Thursday, 22 November 2007

1 in 6?

Sometimes I wonder: where are all the other one in six couples who have difficulty in conceiving? When everyone around you seems to be reproducing effortlessly, it's difficult not to think that you're the only ones going through all this. But then last night, we went to an information evening hosted by the unit where we're going for treatment, and suddenly we were surrounded by other infertiles - a whole lecture theatre full of them, in fact. Like us, all of the other couples there were pinning their hopes and dreams on the three figures who were there to talk us through a typical IVF cycle. My god, the air in that room was thick and heavy with heartbreak.

The lights went down, and the entire procedure flashed before my eyes in a series of bullet points and diagrams. And I had to stop myself from holding up my hand and saying, 'Excuse me, but I think there's been a mistake. I don't really think we're supposed to be here. This isn't the way we'd planned on conceiving a child.'

Thursday, 15 November 2007

Preparations

We are starting to gear up for IVF next month. Last week, I went to have my Day 3 bloodwork done. This week, it was Mr H's turn. On Tuesday, he went off to the clinic for an up to date semen analysis. He tells me that they operate a queueing system akin to the deli counter at the supermarket - i.e. you turn up & take a number. When that number is called, you are then ushered into a small room & expected to do the business.

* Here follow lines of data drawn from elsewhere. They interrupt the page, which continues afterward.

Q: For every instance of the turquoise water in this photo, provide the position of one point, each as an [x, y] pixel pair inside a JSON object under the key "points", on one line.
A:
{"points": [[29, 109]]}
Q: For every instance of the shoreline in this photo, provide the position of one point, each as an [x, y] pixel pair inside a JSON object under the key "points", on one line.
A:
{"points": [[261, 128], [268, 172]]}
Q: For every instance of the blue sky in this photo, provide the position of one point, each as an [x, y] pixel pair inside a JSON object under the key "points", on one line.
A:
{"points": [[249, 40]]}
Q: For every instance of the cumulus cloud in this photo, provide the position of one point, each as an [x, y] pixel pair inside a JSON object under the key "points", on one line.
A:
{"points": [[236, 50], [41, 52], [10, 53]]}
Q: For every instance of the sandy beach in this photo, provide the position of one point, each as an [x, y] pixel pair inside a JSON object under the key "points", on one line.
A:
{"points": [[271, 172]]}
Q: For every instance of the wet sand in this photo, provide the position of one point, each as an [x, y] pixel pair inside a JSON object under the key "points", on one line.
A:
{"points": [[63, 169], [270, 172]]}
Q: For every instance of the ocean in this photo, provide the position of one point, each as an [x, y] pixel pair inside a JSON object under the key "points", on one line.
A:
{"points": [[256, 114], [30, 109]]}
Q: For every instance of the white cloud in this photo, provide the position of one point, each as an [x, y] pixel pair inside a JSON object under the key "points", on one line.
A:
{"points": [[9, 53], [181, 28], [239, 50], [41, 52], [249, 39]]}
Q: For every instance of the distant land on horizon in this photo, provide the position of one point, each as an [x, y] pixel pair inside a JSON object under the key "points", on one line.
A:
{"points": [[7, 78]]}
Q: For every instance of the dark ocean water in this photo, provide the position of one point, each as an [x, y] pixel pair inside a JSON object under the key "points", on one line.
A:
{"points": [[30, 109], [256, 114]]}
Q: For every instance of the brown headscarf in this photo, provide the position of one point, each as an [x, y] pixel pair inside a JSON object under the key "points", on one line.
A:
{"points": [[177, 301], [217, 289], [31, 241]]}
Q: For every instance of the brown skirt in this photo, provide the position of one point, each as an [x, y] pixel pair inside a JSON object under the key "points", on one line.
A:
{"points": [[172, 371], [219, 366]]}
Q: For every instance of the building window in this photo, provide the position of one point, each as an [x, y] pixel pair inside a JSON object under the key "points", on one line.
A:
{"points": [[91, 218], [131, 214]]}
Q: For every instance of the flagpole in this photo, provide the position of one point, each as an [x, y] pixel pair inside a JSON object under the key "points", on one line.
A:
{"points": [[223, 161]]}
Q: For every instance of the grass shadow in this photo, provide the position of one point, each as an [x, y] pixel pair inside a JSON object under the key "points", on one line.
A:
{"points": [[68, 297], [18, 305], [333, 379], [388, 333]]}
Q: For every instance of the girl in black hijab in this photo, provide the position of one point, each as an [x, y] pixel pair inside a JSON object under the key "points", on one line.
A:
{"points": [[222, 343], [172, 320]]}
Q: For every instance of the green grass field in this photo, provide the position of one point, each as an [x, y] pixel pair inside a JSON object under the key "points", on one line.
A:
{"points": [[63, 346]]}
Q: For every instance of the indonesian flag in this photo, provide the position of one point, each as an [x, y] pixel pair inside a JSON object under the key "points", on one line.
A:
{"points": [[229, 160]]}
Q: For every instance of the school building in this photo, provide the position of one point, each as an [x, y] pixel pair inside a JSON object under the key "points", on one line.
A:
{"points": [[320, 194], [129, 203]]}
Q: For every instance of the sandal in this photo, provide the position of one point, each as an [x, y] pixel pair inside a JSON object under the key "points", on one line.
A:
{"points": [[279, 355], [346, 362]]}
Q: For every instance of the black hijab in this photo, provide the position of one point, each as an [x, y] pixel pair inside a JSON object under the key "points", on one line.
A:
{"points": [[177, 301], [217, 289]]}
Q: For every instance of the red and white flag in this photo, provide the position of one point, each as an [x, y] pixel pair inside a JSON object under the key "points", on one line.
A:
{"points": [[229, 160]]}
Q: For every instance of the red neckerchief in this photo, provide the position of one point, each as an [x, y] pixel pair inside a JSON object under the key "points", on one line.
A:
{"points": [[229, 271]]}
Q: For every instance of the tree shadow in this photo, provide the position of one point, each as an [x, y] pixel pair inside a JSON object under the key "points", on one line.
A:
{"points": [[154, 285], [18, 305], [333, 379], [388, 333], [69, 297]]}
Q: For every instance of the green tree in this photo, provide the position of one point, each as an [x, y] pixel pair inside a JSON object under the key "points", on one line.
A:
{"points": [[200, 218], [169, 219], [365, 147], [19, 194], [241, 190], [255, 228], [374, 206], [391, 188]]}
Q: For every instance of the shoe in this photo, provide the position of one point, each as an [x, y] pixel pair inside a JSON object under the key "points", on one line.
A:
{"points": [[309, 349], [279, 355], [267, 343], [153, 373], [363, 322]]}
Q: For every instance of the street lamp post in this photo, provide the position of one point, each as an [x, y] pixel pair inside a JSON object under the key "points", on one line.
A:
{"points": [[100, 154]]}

Not for the first time, I am struck by how very different male sexuality is to female sexuality!

Friday, 9 November 2007

The next step?

AF arrived bang on time this month, and so I took a deep breath and phoned the clinic to confirm that we would be proceeding with a cycle of IVF/ICSI next month (my first appointment will be on Day 21 of my December cycle, so a few days before Christmas).

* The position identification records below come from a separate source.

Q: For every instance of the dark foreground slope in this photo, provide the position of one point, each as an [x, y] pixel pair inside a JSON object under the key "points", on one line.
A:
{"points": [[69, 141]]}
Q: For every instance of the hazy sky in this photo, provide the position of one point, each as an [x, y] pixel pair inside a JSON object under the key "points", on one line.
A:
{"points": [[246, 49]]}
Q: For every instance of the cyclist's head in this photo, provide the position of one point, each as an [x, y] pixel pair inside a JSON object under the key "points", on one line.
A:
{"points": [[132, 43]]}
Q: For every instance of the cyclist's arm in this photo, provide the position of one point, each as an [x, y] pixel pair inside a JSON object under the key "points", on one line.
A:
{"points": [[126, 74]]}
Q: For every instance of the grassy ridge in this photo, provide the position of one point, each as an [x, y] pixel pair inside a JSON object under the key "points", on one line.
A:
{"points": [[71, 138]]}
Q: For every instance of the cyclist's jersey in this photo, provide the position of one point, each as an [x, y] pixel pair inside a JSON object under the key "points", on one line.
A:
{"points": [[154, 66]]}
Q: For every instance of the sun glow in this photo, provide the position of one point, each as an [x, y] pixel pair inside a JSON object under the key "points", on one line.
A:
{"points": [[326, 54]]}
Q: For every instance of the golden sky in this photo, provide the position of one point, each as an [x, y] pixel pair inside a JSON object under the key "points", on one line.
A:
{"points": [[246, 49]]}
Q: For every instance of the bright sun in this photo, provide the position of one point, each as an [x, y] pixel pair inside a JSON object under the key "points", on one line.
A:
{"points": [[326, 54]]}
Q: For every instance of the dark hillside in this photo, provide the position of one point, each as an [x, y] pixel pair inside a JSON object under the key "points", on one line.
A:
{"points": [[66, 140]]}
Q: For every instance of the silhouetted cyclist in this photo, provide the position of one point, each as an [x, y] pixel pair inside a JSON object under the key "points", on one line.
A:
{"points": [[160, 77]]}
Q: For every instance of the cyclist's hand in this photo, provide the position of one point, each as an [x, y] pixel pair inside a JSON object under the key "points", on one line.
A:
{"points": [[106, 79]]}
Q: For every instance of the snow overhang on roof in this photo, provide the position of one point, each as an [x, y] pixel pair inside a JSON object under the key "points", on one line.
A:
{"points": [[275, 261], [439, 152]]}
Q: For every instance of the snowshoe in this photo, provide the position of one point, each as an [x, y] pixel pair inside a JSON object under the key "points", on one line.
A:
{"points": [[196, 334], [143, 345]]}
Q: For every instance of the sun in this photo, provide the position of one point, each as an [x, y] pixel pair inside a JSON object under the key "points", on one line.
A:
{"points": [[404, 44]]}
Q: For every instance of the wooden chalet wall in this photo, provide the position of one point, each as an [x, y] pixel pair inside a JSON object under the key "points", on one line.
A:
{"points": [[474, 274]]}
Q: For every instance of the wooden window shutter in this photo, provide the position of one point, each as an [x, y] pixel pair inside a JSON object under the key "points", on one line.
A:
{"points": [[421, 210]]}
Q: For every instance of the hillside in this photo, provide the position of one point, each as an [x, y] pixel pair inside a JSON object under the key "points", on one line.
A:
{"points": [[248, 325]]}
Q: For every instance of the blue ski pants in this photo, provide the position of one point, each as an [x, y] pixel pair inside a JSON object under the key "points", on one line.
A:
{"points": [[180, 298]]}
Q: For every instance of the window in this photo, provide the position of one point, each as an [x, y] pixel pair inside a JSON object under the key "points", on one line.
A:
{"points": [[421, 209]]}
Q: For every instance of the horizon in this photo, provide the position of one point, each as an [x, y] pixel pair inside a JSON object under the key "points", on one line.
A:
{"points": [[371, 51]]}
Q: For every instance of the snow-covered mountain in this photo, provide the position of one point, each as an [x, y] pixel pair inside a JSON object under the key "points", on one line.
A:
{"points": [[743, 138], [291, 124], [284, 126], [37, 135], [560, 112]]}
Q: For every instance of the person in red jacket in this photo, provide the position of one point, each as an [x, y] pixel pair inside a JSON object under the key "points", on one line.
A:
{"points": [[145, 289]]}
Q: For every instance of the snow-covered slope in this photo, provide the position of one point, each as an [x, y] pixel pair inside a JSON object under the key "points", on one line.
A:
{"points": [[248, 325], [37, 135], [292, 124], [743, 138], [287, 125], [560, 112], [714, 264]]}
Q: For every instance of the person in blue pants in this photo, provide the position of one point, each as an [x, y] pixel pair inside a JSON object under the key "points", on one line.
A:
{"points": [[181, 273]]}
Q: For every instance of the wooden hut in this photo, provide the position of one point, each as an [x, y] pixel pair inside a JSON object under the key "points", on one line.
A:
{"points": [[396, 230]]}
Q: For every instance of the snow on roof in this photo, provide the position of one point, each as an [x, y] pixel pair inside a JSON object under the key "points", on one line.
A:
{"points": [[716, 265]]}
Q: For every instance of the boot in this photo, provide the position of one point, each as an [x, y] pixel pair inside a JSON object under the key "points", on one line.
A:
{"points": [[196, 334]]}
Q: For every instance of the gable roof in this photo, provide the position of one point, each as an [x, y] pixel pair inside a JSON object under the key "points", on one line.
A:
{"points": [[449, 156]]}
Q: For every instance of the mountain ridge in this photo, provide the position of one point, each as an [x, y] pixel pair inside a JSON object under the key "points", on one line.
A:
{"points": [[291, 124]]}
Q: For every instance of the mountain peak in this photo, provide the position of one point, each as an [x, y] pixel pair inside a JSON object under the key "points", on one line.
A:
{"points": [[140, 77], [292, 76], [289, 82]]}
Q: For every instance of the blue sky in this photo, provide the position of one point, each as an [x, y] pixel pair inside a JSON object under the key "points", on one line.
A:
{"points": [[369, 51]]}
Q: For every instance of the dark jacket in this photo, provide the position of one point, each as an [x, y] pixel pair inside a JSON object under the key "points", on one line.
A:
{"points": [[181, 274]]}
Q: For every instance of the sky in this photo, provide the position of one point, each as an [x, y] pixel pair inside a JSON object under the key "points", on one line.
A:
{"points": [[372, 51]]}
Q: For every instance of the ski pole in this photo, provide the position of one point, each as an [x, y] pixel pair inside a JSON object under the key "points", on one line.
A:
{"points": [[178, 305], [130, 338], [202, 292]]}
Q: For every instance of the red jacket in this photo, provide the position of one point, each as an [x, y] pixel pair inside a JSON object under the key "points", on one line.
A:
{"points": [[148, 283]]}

I'm finding it difficult to see this as the next step in our journey through infertility - somehow it seems more like the end of something: as though we're now officially giving up on the idea that we might manage to conceive without medical assistance. It feels like we're admitting that we've failed, and that we can't do what seemingly everyone else out there can.

Infertility has taught me a great deal about my body; I have learnt to respect its rhythms and chart its cycles. Now I feel that I am going to have to give up control of that body, and hand it over to the medical profession. It is hard to accept that conceiving a child, which should be a private and intimate act between me and my husband, is going to be such an intensely medicalised and public process.

Perhaps as the IVF draws closer, I will be able to cling on to the feeling that at least we are actually doing something that will take us closer to our dream of having a baby. At the moment though, it feels more like we've come to the end of a particular road.

Wednesday, 7 November 2007

A blogging hiatus

When I started this blog, I was thinking a lot about infertility, and wanted to create a space where I could explore those feelings. But then I realised that, slowly and insidiously, it was taking over my life. So much of my energy was going into trying, and wishing, and hoping for a baby. My sense of self was becoming more and more bound up with my failure to conceive.

And so I decided to take a break from it all - the charting, the endless monthly cycles of hope and disappointment. I tried to push it to the back of my mind, and get on with other things - teaching and writing. I decided to stop Trying, and have sex for recreational, rather than purely procreational, purposes. Maybe other people were right - if I could relax a little more, it might 'just happen.'

But then I realised that it doesn't work like that. Once infertility has you in its clutches, it doesn't just let you go. I thought I was doing a pretty good job of not thinking about it, but then it crept up on me in the supermarket. In the queue for the checkout, a baby girl looked at me and smiled, and suddenly the grief, the anger and the futility of it all hit me again, square in the guts. And that's when I realised - this isn't going to go away.